The application of adjustment clauses can cause difficulty in wide area damage events such as Sandy, raising the question of whether external losses should be taken into account.

In Orient-Express Hotels v Assuricazioni Generali, Hurricanes Katrina and Rita had severely damaged the insured's luxury hotel in New Orleans, resulting in its closure for several weeks and evacuation of the city for a short period.

The judge ruled that the test laid down by the trends clause was to evaluate what gross revenue would have been had the damage to the hotel not occurred, not what gross revenue would have been had the event not occurred.

The trends clause was interpreted as limiting recovery to losses solely caused by property damage to the hotel, excluding losses concurrently caused by damage to the vicinity.

The decision has been questioned, as the greater the damage to the surrounding area and risk of depopulation, the lesser the prospect of recovery by the insured.

This approach is in contrast to US authority in Catlin Syndicate v Imperial Palace of Mississippi Inc, where the insurer's calculation of BI loss based only on pre-catastrophe profits was upheld, without adjustment for substantially higher subsequent sales.

In this case, the insured was forced to suspend its casino business as a result of hurricane damage in 2005 and revenues were substantially increased on reopening, following the closure of several competitors.

The insured claimed that its loss of earnings should be assessed by assuming a hypothetical position in which the hurricane caused damage to other casinos but no loss to the insured.

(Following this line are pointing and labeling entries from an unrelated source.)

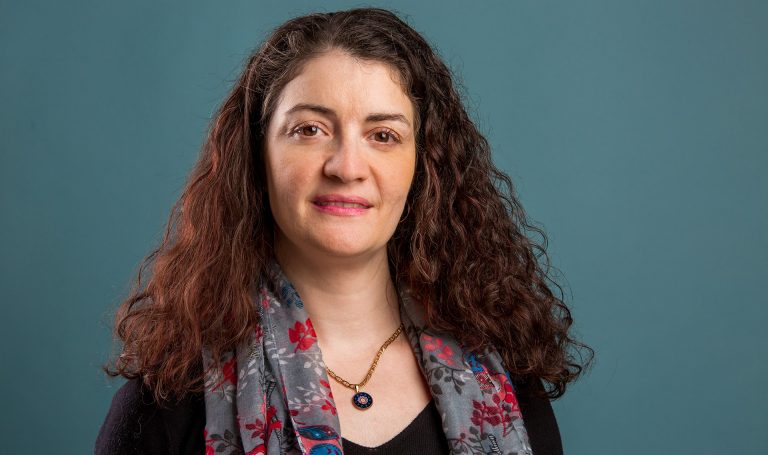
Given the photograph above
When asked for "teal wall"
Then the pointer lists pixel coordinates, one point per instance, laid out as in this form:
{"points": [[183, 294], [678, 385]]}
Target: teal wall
{"points": [[637, 134]]}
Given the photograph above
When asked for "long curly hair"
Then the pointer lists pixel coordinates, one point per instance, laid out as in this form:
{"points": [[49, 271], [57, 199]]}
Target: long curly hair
{"points": [[464, 248]]}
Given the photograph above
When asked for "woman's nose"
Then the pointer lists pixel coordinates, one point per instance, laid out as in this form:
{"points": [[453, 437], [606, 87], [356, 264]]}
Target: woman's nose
{"points": [[348, 161]]}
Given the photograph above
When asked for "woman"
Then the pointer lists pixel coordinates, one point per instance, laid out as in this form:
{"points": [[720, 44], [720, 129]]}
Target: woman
{"points": [[345, 270]]}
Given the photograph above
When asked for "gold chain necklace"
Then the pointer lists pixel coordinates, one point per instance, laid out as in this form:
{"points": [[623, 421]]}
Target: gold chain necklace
{"points": [[362, 400]]}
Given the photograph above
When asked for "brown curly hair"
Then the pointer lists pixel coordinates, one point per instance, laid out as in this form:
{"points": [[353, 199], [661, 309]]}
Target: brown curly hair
{"points": [[461, 249]]}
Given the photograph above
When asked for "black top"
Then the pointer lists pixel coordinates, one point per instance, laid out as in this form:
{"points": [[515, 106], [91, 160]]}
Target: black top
{"points": [[423, 436], [136, 424]]}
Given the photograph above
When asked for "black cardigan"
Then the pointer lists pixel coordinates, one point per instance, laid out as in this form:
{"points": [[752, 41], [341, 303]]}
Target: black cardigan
{"points": [[136, 424]]}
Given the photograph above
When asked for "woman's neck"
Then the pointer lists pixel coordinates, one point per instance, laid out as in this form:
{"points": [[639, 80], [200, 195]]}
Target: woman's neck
{"points": [[353, 303]]}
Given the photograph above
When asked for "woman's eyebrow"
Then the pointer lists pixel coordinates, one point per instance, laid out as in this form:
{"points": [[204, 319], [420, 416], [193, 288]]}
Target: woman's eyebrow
{"points": [[328, 112]]}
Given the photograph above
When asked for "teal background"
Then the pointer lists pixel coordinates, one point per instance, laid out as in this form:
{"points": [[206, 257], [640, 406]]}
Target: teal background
{"points": [[636, 132]]}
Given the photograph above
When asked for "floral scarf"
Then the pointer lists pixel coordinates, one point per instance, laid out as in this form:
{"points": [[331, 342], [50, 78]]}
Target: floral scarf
{"points": [[272, 396]]}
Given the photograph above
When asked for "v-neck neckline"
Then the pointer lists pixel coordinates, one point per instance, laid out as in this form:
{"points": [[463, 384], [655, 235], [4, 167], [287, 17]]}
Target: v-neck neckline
{"points": [[423, 415]]}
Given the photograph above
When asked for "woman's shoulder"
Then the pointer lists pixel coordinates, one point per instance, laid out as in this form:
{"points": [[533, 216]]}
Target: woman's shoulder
{"points": [[539, 418], [137, 423]]}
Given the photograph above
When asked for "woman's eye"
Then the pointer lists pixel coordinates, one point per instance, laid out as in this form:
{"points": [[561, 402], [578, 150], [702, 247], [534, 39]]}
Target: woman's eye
{"points": [[384, 136], [308, 130]]}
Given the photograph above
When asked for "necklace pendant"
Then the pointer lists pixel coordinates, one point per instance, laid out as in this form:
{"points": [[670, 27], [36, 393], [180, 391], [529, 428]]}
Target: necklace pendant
{"points": [[362, 401]]}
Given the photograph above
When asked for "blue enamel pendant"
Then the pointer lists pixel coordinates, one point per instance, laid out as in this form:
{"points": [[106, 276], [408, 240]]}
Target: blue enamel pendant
{"points": [[362, 400]]}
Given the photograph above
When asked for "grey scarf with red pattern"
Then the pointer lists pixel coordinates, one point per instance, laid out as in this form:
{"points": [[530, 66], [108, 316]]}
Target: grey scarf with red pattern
{"points": [[272, 395]]}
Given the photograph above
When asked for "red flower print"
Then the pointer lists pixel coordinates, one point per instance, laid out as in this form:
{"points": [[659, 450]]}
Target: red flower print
{"points": [[228, 371], [506, 392], [303, 335], [260, 449], [443, 351], [328, 406], [493, 415]]}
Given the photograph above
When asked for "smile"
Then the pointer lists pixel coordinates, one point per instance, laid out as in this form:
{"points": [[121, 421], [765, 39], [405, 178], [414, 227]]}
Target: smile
{"points": [[341, 204]]}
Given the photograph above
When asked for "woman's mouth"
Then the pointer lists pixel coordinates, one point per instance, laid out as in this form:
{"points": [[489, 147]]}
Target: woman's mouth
{"points": [[335, 204]]}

The court rejected this argument and agreed with the insurer that the appropriate scenario was one in which the hurricane had never occurred, as the policy wording did not say otherwise.

Clearly the outcome of any BI indemnity assessment will depend on what is written into the policy.

Sandy may also give rise to liability claims against businesses and public authorities relating to adequacy of risk management or storm preparation measures, and disaster management procedures during or after the event.

Marine insurers can expect a raft of claims relating to commercial or recreational vessels caught in the path of the storm.

Insured loss estimates resulting from Sandy have increased dramatically on initial expectations, primarily due to the implications of extensive utility and transportation outages, and the complexity of potential claims involving a mixture of wind, flood, fire and BI related damage.

Following a relatively uneventful start to 2012 in terms of natural disasters the unprecedented footprint was unexpected, a second north-eastern storm late in the hurricane season for two years in a row.

The scale of losses as currently forecast are well into catastrophe programmes with potential to bolster US property insurance and reinsurance rates in forthcoming renewals.